致敬|高铭暄:激荡在刑法大江大河里的98年,不枉此生

    20世纪80年代初,为了尽快培养一批国际化人才,党中央决定从全国重点院校的大学本科生和研究生中选拔一批优秀的学生送往国外读书,曾任北京师范大学法学院院长的卢建平是其中之一。

    1983年,卢建平考取了国家教委公派出国研究生(刑法学专业),由在中国人民大学法律系任教的高铭暄与王作富二位老师代招。

    送学生出国前,高铭暄总是再三叮嘱,学成之后一定要回来报效祖国,对卢建平也不例外。

    “在国外那几年,经常跟高老师有一些书信来往,一方面交流国内法学界特别是刑法学界的新动向,另一方面就是关心我的学业,特别是等我博士快要读完的时候,他就希望我马上回来,最好能回到他的身边,回到人大。”2019年7月17日,卢建平在接受《法律与生活》记者采访时说道。

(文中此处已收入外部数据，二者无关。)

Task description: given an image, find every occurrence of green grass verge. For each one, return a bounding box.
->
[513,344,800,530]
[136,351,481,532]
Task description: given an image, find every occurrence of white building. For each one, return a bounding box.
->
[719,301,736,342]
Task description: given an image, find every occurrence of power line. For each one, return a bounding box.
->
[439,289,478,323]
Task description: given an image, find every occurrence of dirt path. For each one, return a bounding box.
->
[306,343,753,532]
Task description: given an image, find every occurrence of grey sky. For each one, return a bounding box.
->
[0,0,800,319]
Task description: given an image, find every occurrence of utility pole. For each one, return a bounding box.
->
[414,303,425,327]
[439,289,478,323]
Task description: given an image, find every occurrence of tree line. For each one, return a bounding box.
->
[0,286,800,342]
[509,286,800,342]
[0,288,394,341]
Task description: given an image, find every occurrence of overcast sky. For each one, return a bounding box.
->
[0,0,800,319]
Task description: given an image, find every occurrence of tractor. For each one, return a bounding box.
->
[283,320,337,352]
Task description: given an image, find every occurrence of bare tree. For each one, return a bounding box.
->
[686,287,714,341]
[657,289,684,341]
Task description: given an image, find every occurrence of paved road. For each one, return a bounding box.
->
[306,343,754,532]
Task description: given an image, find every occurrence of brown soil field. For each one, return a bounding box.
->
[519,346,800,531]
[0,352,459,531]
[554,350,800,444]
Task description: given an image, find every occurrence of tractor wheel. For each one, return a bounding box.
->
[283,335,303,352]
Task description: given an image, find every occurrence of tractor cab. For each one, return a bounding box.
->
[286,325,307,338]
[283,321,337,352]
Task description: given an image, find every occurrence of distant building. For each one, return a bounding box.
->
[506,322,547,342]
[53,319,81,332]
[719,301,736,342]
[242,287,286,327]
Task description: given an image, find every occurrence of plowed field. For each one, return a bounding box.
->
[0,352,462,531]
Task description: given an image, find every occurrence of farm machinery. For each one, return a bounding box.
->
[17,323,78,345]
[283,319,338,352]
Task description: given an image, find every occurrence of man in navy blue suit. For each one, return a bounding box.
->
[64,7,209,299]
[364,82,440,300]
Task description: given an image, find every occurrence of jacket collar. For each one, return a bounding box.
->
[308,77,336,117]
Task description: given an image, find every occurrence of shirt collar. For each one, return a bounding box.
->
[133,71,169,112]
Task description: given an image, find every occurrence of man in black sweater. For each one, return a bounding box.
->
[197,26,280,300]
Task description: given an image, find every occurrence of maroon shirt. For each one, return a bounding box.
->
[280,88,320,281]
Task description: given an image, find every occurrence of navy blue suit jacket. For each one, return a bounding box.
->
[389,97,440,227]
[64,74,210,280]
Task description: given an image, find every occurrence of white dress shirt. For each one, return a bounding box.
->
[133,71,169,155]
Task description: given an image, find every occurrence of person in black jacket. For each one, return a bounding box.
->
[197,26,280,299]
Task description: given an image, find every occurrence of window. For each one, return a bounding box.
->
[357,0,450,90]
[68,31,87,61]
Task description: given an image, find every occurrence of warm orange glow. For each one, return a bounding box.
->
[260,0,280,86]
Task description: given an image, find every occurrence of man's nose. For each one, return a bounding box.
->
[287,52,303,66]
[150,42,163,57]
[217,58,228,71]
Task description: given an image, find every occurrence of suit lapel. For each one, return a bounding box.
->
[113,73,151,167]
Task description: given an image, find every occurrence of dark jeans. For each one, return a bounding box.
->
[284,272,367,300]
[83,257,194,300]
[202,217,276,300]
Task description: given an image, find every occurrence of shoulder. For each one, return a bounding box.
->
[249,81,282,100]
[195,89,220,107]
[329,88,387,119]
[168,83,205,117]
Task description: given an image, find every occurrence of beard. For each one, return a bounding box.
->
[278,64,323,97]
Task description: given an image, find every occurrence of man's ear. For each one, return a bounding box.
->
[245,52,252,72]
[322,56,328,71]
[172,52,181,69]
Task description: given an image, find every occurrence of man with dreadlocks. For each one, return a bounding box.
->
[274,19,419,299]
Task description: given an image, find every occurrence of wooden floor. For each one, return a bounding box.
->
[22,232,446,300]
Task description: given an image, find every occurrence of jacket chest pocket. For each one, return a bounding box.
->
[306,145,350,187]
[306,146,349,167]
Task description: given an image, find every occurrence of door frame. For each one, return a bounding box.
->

    卢建平学成回国后,最初并没有回到中国人民大学,而是出于照顾年迈父母的考虑回到浙江,进入浙江大学工作。但是,高铭暄依然很高兴,并不是所有的学生都能信守承诺回来报效祖国,再则,浙江大学也曾是他的母校。

    1992年,卢建平在法国做访问学者时,与巴黎大学刑法学教授戴尔玛斯·玛蒂商议,在中国对外开放的背景下,中法两国学者合作开展一项刑法方面的研究项目。这便是中国和法国在刑法科研领域的第一次合作,高铭暄是中国一方的项目负责人,戴尔玛斯·玛蒂是法国一方的项目负责人。

    这一项目的科研成果体现在《经济犯罪和侵犯人身权利犯罪研究》系列出版物之中,这套在20多年前以中文、法文出版的著作,已经涉及洗钱、克隆人、器官移植、人体试验等在今天依然是很前沿的一些话题。

    更重要的是,这一项目推动了中国和法国两国法律人才培养的合作机制。卢建平介绍,从1997年开始,中国每年遴选十几位青年才俊到法国留学深造,这一最初叫作“法国法项目”后改为“欧洲法项目”的人才工程至今已持续了20余年,培养了很多优秀的学者。

    一直以来,高铭暄与卢建平亦师亦友,亦父亦子。

    1999年,浙江大学进入四校合并的关键时期,远在欧洲访学的卢建平写信给高铭暄,讲述自己的苦恼以及自己对未来的设想,高铭暄给他回复了一封9页纸的长信。此时正在筹备中的教育部人文社会科学重点研究基地中国人民大学刑事法律科学研究中心在全国物色骨干人选,卢建平重新回到了中国人民大学。

    在此后十几年的时间里,为了国际刑法学协会理事会的工作,也为了推进中国刑法学走向世界,高铭暄与卢建平几乎用脚步丈量了法国巴黎的大街小巷。

    在国外,高铭暄对卢建平的依赖更多一些。卢建平不仅是高铭暄的翻译,而且是他的导游、陪读。为了尽可能多地了解国外的风土人情,两人总是尽量少坐车,多走路。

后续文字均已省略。